If you are eating with friends and family, rescue the picked over drumsticks and add them to the stripped done carcass. Anything that went into your marinade can be added to the stockpot. After simmering for an hour you can use your stock for broth (strain and add rice or noodles or just chopped parsley or chives). Or this stock can be used to make other soups, risotto, quinoa pilaf, casseroles – the list is endless. These homemade stocks are much more healthy and flavourful than the over salted, unknown ingredients in the never-go-bad concoctions that grocery stores sell you. Freeze some fresh stock for future use.
The Golden Disk
Have you been asking, “Where’s the gravy?” Bear with me, the best is yet to come. On the night you roasted the chicken, what did you do with the roasting pan? What follows is just one reason I skip gravy. Save the roasting juices for better things. You do that by deglazing the roasting pan. You don’t have to do it the night of. Cover it well and put it in the fridge or the garage, or anyplace the magpies can’t get at it. But rescue the pan! And rescue the roasting juices!

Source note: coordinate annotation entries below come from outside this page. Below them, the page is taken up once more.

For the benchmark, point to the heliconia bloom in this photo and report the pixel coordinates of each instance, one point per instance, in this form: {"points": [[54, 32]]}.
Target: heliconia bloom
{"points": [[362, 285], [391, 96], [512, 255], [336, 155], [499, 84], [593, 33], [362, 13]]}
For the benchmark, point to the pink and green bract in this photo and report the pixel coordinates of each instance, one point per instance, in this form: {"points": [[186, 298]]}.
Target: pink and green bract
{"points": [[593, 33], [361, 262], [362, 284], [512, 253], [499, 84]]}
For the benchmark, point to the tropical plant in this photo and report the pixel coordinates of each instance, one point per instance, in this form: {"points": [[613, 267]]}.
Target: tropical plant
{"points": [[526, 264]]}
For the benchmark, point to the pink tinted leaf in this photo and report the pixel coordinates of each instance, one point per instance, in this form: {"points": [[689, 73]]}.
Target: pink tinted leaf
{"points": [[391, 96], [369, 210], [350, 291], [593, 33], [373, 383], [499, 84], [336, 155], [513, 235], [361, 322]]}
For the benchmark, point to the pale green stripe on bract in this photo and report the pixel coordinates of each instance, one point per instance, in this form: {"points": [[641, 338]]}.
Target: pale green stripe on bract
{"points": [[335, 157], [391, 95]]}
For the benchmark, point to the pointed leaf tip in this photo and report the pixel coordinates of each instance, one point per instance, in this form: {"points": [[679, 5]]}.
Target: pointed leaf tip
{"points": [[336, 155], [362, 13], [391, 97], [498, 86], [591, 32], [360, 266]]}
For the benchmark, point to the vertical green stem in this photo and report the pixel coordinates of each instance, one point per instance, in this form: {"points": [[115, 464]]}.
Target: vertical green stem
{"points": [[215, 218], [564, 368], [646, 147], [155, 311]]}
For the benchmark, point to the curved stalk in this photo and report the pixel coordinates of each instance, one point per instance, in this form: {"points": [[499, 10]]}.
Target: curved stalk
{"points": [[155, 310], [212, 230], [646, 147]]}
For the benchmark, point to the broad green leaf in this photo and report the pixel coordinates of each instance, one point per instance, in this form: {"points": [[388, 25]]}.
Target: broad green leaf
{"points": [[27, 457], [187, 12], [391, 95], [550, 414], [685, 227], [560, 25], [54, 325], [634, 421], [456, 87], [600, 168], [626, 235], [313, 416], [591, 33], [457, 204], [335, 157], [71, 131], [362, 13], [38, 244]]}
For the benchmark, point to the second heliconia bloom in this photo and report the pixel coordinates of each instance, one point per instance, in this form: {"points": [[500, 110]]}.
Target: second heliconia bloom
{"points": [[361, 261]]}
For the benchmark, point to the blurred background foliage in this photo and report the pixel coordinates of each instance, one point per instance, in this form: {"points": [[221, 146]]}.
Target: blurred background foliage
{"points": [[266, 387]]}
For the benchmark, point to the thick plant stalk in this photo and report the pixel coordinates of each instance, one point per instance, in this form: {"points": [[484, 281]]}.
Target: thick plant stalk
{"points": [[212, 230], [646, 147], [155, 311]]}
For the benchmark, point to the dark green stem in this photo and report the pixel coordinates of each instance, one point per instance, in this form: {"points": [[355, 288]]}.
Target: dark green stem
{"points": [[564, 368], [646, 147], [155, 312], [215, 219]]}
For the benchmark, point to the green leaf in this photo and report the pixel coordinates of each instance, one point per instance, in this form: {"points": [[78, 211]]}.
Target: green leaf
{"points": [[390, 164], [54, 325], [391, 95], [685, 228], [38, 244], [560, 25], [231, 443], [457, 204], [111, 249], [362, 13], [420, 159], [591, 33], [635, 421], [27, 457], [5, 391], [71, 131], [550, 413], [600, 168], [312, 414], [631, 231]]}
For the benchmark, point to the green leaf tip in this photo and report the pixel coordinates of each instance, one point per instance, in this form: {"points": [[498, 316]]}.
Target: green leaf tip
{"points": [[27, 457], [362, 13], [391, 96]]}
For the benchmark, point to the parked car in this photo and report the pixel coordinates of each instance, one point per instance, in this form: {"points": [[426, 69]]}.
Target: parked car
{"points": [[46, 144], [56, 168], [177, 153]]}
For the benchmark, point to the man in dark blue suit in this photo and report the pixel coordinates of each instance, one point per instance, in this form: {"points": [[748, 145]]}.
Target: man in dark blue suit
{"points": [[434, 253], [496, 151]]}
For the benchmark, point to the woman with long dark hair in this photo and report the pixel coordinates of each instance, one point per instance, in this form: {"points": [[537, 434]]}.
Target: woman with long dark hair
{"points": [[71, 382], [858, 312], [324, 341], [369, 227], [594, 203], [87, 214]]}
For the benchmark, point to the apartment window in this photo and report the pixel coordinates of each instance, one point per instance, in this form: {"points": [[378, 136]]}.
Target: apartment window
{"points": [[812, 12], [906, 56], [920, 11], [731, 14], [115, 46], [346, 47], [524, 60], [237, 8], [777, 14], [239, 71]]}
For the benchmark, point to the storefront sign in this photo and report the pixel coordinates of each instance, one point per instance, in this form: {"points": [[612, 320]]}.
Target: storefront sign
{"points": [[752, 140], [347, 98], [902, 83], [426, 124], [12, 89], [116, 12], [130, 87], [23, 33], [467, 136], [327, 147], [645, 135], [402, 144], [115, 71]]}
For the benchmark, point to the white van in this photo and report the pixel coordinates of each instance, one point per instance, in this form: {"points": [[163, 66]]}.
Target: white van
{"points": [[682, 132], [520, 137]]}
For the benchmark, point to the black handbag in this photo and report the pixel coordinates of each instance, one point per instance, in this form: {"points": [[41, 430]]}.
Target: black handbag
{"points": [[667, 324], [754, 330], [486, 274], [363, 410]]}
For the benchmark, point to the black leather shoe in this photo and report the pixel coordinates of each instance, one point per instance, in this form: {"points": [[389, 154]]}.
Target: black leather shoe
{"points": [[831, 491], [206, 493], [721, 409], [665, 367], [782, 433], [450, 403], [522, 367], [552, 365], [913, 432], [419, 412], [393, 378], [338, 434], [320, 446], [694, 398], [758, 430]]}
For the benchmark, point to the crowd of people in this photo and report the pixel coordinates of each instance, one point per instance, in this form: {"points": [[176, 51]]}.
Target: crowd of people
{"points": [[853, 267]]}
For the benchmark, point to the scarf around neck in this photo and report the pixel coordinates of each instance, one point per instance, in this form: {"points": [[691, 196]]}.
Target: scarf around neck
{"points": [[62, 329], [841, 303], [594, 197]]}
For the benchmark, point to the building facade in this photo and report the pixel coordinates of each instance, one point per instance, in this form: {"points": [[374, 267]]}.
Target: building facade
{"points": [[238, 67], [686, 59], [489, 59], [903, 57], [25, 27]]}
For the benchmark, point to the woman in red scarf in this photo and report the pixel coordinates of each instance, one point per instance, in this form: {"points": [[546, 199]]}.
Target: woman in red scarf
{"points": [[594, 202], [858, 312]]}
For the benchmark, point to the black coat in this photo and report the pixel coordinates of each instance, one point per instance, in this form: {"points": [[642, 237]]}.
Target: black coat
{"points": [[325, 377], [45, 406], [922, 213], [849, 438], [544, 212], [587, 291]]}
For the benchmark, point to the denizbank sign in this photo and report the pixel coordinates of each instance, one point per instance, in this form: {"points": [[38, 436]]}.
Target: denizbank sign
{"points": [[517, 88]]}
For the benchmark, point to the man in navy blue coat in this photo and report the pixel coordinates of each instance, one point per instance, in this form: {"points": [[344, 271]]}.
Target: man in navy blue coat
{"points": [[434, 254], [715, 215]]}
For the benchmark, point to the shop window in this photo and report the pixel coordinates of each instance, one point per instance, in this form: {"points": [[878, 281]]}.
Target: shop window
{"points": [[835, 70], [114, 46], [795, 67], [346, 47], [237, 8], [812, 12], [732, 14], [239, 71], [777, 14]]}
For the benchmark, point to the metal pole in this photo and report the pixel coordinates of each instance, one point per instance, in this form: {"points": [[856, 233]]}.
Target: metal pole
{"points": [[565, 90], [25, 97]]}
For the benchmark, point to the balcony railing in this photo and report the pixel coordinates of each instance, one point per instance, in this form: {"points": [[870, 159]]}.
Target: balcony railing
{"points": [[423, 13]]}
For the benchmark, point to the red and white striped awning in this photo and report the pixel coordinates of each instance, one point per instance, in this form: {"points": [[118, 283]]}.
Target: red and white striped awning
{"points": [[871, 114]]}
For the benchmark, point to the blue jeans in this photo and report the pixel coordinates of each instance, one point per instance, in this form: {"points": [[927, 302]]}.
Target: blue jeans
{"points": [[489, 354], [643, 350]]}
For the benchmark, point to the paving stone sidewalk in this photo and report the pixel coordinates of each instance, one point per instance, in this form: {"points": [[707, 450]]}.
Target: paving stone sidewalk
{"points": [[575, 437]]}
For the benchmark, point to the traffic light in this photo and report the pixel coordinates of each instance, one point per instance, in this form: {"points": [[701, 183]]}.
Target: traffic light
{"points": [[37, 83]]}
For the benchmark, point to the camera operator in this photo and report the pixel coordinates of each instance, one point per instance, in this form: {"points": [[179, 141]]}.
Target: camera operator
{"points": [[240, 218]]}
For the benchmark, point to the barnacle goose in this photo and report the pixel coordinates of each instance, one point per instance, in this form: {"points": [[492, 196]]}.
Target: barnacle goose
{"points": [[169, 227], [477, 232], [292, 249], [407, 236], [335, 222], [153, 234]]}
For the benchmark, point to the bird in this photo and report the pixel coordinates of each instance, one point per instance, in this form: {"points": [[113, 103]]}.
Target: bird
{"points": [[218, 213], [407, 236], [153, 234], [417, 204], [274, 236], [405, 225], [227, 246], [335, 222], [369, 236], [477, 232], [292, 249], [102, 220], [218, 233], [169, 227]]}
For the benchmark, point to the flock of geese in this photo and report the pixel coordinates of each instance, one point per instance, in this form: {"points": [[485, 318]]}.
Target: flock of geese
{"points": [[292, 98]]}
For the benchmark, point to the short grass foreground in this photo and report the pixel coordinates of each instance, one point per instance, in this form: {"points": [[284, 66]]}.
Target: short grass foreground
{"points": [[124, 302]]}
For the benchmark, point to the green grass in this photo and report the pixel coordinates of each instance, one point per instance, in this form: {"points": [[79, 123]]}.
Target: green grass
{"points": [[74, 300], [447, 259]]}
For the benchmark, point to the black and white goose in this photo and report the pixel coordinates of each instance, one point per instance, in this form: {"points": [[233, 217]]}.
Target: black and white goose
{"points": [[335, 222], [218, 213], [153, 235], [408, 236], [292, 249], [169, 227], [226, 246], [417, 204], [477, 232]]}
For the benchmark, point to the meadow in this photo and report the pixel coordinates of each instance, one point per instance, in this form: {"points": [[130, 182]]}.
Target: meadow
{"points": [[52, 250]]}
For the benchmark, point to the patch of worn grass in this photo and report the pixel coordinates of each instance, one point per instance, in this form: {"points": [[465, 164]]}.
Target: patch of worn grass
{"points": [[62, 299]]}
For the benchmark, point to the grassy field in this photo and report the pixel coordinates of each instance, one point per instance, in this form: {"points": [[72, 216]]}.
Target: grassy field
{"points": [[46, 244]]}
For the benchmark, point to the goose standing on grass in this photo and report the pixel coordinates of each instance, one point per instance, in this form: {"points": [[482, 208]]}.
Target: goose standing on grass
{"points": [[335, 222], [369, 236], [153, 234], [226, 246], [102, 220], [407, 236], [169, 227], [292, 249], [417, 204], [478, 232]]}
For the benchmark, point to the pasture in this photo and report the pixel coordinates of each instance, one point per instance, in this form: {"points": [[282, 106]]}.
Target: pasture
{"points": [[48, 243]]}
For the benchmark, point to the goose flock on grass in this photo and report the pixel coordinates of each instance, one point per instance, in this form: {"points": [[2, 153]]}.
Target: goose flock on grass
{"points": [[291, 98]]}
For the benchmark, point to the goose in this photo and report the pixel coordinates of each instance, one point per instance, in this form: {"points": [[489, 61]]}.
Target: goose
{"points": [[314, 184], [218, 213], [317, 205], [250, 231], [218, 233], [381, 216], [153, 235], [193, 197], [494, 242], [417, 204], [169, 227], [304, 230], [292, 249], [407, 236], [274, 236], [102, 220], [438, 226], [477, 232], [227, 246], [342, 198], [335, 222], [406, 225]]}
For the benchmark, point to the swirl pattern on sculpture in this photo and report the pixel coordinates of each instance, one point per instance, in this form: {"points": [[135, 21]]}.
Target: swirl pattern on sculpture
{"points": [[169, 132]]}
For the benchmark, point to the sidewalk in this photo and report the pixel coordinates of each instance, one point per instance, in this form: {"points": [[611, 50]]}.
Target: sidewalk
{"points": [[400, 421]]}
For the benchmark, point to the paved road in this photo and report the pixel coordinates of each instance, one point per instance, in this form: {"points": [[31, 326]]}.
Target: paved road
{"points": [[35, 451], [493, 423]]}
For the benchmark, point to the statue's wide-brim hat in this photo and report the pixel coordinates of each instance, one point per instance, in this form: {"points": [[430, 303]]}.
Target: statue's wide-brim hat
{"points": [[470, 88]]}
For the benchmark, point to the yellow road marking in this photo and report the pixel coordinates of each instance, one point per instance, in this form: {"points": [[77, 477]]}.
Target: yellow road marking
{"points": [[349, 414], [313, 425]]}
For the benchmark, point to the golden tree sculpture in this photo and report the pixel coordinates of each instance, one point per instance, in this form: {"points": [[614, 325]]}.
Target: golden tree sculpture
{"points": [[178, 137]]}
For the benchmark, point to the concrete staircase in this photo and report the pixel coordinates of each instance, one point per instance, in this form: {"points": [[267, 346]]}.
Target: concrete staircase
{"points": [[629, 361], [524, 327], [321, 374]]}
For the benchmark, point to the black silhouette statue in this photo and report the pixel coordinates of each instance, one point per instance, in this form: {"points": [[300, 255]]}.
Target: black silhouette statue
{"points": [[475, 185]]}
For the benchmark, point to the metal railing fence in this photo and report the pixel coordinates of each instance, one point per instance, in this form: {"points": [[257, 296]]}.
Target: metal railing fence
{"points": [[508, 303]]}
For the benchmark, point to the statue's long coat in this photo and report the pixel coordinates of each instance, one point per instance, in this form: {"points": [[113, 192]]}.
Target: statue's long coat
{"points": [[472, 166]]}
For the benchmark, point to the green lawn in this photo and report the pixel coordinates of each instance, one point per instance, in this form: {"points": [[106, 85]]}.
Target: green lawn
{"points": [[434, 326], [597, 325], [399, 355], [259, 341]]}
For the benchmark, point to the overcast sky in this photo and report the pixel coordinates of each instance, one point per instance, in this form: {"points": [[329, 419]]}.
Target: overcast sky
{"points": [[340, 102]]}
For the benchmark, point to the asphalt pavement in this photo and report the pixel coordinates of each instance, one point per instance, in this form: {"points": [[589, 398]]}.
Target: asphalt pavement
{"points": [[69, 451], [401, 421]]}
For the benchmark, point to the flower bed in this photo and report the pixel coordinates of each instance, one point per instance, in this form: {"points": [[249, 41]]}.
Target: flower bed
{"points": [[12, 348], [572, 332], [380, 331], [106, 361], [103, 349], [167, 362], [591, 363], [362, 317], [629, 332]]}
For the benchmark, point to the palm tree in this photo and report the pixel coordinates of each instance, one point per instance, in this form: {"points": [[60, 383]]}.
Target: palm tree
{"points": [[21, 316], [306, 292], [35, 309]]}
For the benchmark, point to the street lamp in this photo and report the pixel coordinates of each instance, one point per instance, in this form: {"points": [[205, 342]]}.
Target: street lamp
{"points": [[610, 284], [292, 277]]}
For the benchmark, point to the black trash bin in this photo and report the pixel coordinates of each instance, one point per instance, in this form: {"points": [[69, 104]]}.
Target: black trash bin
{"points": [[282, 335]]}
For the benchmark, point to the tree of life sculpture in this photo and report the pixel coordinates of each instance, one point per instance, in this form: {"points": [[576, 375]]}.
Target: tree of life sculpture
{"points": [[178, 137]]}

Now, when you are ready to deglaze the pan, put it over two stove elements, if it will fit. Turn the elements on low and slowly reheat the pan drippings. Add about half a cup of boiling water and slowly scrape and loosen the baked on bits using a stiff spatula. Turn the pan end for end and keep it moving. Add a little sherry to help dissolve the crusty bits. For god’s sake, don’t use “cooking sherry” from the grocery store; it’s total crap. Use an inexpensive sherry, from Spain, such as a medium sweet “Nutty Solera” bottled by Gonzalez Byass. Slowly build up your drippings, adding a little boiling water, a splash of sherry, or left over wine from your last party. This process, this panning for gold, takes about ten minutes.
When you decide that you have gotten all that can be recovered, pour off the pan juices into a flat bottom bowl. Cover and store in the fridge.The fat will separate from the liquid forming a firm thick layer. This top layer of fat will shield the under layer from spoilage and oxidation. Meanwhile the under layer forms a firm jelly, loaded with umami flavour, which can be used in minestrone soup, Basque mushrooms on toast, or added back into your stock for added oomph. (See Kick & Glide, Use Umami to Cut Sugar…). I call this little beauty the golden disk. It will keep refrigerated for over a week and it is easily separated from the fat.
You have now “milked” a chicken. You’ve gotten good meals. You’ve got stock and jelly (the cream) for your next culinary adventure, which you can plan while enjoying your roasted chicken sandwich. What a perfect little world.